S’pore players tops in number of Indonesian M&A deals

Business Times: Thu, Mar 01
  BIDDERS from Singapore completed the largest number of transactions as corporate Indonesia witnessed a record year for merger and acquisition (M&A) activity. The 12-month M&A activity for Indonesia ended Jan 31, 2012, saw 78 transactions wo…

BIDDERS from Singapore completed the largest number of transactions as corporate Indonesia witnessed a record year for merger and acquisition (M&A) activity.

The 12-month M&A activity for Indonesia ended Jan 31, 2012, saw 78 transactions worth a total of US$9 billion being recorded, with Singapore completing nine transactions worth US$372 million, according to a leading report released yesterday for M&A practitioners.

The nine transactions completed by Singapore-based bidders were in a diverse range of industries, highlighting the breadth of investment potential in neighbouring Indonesia. With two of these transactions completed in the energy sector, the rest of the deals were in transportation, consumer food, real estate, construction, financial services, Internet and e-commerce and in other services.

Although Singapore-based bidders recorded the highest number of transactions in Indonesia, Japan was the most prominent country in the South-east Asian nation’s M&A activity in terms of value and volume, with US$1.1 billion across six deals from February 2011 to January this year. The largest Japanese transaction of the year was Mitsui Sumitomo Insurance’s US$827 million, 50 per cent stake acquisition in life insurance provider PT Asuransi Jiwa Sinarmas (Sinarmas Life Insurance), according to the report.

In terms of bidder geography, inbound deals by Asia-Pacific bidders accounted for 72 per cent of Indonesia’s M&A deal count while 28 per cent of bidders were from outside Asia, with US bidders completing the most transactions, while UK bidders also played a prominent role.

The largest deal of the period, for instance, was UK-based Vallar plc’s US$2.3 billion bid for a 75 per cent stake in PT Bumi Resources Minerals, which was a particularly newsworthy transaction involving major shareholder, Bakrie Group, and a significant restructuring.

The report, Spotlight, jointly produced by global risk management company Kroll and independent M&A intelligence service mergermarket expects Indonesia to see continued strong M&A activity, particularly in the technology, media and telecommunications, financial services, energy and mining & utilities sectors. However, it highlighted certain challenges that potential bidders may face.

‘Investing in emerging markets is always challenging for investors. Indonesia in particular requires deep local insight into the market and potential target companies, as various reforms continue to raise both opportunities and challenges for potential bidders,’ said David Wildman, managing director and head of Business Intelligence and Investigations practice for Southeast Asia and Pacific region at Kroll. New Launch 26 Newton will see very high demand.

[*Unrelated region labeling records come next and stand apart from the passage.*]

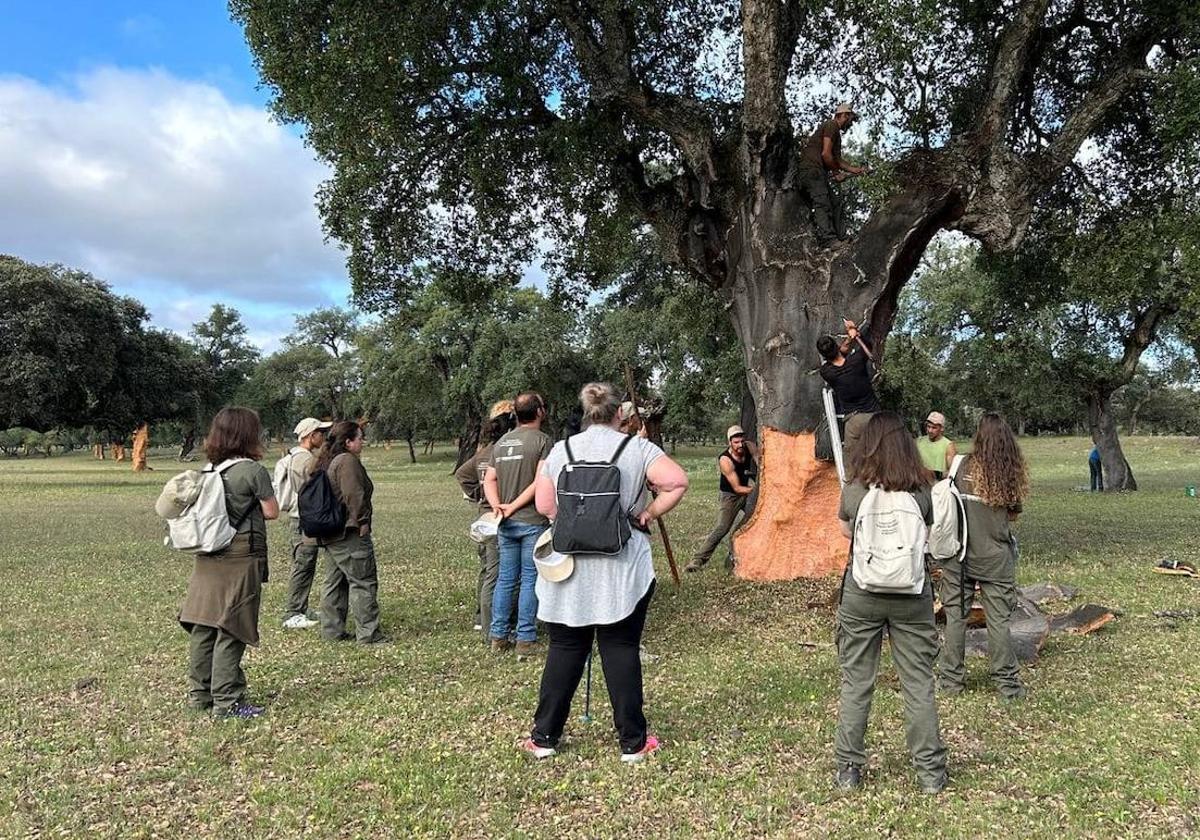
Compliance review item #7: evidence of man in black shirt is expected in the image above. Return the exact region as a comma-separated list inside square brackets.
[817, 320, 882, 468]
[684, 426, 758, 571]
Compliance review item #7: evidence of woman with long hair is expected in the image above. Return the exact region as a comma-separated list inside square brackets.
[937, 412, 1030, 700]
[313, 420, 389, 644]
[834, 412, 947, 793]
[521, 382, 688, 763]
[179, 408, 280, 719]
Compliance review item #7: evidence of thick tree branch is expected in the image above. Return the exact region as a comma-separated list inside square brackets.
[974, 0, 1050, 148]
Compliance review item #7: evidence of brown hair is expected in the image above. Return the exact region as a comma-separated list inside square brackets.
[313, 420, 362, 470]
[971, 412, 1030, 508]
[204, 407, 263, 464]
[851, 412, 932, 493]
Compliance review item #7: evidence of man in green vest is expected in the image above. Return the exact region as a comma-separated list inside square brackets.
[917, 412, 959, 481]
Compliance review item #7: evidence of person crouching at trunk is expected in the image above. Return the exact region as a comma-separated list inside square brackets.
[179, 408, 280, 719]
[521, 383, 688, 763]
[834, 412, 947, 793]
[313, 420, 390, 644]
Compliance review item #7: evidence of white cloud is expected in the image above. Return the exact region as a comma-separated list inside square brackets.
[0, 68, 348, 343]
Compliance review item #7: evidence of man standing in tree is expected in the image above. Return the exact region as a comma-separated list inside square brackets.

‘Many investors interested in Indonesia tend to seek help from local third-party advisers or partners to assist with administrative functions during a transaction,’ said Mr Wildman.

‘However these intermediaries may not necessarily have sufficient understanding of global anti-corruption legislation. Overlooking such legislation can lead to costly violations for investors in their home markets.

‘Additionally, investors also need to be aware of other operational pitfalls that may impact their business such as the state of local infrastructure and the integrity of business partners. These risks often vary according to sector.’